Pharmaceutical companies, pill mills, legitimate physicians and drug dealers alike all play their role. But the largest blame may fall on us, as individuals.
We have gotten pill happy as a society, over medicating ourselves for everything.
Doctors perpetuate it by prescribing antibiotics for any sort of ailment. Patients ask for it by seeking medication for every little ache and pain. Essentially, we have gotten spoiled and throw narcotics into our system at the drop of a hat.
So how do we fix it? If I were smart enough to have those answers I’d be sitting on a beach somewhere enjoying an early retirement.

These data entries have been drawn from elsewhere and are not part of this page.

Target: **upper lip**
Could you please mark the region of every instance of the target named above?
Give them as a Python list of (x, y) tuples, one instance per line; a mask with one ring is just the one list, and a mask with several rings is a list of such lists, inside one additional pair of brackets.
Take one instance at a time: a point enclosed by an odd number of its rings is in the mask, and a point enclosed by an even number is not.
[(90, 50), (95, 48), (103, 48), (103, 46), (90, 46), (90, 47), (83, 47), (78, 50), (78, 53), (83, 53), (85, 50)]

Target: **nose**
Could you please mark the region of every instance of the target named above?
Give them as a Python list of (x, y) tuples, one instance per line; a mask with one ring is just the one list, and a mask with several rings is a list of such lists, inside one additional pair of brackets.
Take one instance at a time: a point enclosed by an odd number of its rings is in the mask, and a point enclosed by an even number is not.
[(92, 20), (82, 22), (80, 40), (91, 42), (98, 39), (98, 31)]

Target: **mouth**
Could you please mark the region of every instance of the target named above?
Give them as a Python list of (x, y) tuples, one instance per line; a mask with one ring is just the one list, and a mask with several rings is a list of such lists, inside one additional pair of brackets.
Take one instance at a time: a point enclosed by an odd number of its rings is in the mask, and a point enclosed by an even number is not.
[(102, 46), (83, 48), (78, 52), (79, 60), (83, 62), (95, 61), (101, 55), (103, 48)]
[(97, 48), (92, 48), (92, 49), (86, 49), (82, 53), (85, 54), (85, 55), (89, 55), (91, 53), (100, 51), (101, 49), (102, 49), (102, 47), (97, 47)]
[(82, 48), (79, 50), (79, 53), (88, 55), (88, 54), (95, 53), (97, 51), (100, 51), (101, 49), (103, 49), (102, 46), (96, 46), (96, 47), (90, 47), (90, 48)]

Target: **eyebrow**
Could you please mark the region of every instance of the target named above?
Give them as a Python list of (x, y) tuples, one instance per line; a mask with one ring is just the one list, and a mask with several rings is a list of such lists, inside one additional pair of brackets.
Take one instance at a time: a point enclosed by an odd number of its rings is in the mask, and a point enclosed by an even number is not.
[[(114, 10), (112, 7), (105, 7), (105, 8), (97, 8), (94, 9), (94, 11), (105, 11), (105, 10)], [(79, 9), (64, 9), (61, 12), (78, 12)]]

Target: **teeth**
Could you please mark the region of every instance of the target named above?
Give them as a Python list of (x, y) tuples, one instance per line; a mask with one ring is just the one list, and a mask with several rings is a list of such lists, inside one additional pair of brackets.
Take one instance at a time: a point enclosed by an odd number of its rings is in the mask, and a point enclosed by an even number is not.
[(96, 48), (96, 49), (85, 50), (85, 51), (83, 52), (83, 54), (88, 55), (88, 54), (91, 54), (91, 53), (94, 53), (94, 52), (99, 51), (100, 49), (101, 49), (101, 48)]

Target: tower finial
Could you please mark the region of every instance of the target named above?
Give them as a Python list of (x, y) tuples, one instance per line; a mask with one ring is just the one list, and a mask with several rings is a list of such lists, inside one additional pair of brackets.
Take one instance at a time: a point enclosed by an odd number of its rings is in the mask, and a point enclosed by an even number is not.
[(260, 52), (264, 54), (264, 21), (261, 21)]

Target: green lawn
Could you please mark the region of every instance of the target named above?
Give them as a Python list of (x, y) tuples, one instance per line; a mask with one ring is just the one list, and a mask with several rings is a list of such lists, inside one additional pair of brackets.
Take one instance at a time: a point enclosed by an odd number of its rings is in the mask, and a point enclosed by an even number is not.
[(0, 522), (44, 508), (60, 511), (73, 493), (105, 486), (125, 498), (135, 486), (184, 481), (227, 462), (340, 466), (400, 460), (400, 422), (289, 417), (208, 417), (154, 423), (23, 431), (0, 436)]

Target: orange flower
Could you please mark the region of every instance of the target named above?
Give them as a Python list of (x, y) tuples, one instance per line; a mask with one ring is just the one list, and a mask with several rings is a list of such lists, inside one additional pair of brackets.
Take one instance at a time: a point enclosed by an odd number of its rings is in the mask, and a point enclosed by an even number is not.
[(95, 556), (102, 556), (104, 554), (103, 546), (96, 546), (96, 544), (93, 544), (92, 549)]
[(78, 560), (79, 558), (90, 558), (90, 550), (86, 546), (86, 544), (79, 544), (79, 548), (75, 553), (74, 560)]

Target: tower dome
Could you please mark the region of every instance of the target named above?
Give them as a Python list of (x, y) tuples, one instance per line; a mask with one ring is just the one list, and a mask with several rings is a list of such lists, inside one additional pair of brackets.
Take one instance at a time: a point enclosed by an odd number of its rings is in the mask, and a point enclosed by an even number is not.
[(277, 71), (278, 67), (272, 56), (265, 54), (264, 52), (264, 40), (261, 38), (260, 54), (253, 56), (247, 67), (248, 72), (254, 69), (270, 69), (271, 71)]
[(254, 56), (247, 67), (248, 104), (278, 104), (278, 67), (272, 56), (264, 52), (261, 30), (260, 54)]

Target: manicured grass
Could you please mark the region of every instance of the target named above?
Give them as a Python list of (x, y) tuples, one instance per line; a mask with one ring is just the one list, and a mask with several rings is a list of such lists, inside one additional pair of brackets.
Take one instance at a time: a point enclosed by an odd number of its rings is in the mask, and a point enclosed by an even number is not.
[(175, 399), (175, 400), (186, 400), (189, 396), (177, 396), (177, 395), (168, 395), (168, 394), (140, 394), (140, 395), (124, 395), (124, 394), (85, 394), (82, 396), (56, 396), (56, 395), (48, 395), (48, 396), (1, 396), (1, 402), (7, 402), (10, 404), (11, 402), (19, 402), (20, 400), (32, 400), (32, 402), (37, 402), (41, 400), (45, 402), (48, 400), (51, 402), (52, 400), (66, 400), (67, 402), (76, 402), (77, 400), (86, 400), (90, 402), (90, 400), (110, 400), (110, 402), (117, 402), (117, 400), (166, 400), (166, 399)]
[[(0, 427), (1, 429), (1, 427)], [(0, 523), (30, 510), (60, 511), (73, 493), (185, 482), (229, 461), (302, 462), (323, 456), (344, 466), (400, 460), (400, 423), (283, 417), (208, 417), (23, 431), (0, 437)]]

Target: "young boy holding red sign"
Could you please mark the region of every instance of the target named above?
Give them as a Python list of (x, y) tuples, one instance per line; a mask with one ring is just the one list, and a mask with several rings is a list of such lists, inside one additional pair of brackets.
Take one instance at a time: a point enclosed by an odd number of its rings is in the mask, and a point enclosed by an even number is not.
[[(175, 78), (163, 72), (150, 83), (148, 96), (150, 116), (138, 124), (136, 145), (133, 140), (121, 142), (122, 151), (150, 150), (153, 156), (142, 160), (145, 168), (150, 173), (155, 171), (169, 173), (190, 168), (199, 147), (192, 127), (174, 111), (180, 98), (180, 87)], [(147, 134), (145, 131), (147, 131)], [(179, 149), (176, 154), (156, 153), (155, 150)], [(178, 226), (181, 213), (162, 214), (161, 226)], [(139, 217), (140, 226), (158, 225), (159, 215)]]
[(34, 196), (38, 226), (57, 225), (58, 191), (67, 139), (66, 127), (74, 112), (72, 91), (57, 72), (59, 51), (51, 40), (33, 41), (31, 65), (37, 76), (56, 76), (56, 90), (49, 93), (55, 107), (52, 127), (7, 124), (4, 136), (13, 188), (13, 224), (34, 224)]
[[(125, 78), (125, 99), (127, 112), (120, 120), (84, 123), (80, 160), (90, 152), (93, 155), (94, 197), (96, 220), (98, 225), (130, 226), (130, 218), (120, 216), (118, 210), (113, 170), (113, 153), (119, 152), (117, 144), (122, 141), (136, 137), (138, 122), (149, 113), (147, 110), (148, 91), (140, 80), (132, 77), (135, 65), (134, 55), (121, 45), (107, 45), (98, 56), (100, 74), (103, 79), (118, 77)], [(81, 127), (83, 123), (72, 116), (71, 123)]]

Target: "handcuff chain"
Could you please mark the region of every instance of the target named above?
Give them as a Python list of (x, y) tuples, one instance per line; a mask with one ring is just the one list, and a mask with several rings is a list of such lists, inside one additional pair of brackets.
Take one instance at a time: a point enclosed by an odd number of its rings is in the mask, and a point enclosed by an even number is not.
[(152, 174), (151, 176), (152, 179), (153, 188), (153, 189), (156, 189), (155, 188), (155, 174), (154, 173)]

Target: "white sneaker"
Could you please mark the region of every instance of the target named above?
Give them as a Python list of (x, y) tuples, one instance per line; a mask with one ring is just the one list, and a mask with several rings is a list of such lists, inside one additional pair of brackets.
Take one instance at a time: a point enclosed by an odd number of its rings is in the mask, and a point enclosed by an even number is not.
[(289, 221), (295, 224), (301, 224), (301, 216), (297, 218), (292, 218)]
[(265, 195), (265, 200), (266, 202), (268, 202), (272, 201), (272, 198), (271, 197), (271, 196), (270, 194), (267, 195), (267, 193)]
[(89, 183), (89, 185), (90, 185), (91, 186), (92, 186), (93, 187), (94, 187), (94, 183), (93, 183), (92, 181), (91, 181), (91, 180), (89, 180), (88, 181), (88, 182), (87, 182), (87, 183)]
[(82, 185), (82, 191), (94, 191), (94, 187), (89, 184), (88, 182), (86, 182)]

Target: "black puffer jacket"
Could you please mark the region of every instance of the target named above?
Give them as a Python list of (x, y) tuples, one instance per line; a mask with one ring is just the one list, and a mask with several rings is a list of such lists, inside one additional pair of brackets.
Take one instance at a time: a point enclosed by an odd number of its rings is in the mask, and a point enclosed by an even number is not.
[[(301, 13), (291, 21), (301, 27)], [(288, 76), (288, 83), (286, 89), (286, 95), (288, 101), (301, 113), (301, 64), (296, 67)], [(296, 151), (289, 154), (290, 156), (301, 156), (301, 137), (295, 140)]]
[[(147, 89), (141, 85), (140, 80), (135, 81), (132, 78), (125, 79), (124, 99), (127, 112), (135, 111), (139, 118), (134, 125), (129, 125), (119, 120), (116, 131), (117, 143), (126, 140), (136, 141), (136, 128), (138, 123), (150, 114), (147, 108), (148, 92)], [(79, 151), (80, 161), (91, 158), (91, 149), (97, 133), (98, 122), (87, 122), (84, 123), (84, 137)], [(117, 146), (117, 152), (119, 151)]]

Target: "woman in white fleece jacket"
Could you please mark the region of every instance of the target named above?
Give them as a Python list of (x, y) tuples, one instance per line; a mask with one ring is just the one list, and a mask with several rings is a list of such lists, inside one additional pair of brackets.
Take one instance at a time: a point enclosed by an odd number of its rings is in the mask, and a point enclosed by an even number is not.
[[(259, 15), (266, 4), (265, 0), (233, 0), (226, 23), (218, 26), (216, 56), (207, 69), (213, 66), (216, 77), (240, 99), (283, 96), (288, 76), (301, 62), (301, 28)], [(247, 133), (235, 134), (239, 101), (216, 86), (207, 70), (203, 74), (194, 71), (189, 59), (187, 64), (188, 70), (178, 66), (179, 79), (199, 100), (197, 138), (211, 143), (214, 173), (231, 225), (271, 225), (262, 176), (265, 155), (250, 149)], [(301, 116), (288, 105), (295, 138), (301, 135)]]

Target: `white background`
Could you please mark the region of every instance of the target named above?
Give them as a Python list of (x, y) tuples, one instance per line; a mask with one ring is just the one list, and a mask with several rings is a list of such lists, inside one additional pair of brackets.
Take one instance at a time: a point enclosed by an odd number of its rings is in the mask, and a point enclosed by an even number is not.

But the first step is shutting down doctors who are more concerned with cash than patient health. The approach also has to center around better control over the distribution of these powerful narcotics and treatment of those who are addicted.
According to the recent exposé, “In 2006, only 20 states had prescription drug monitoring programs aimed at tracking patients. Now 40 do, but many aren’t linked together, so abusers can simply go to another state when they’re flagged in one state’s system. There is no federal monitoring of prescription drugs at the patient level.”
This is a huge hole in trying to prevent this epidemic, especially areas of the country like our region where state lines are just a few minutes’ drive.
The other gap in effectively addressing this problem is a lack of viable treatment facilities that take a holistic approach to helping recovering addicts rebuild their lives.
The epidemic is clear. The data is compiled. The statistics are staggering.
Now we have to do something about it.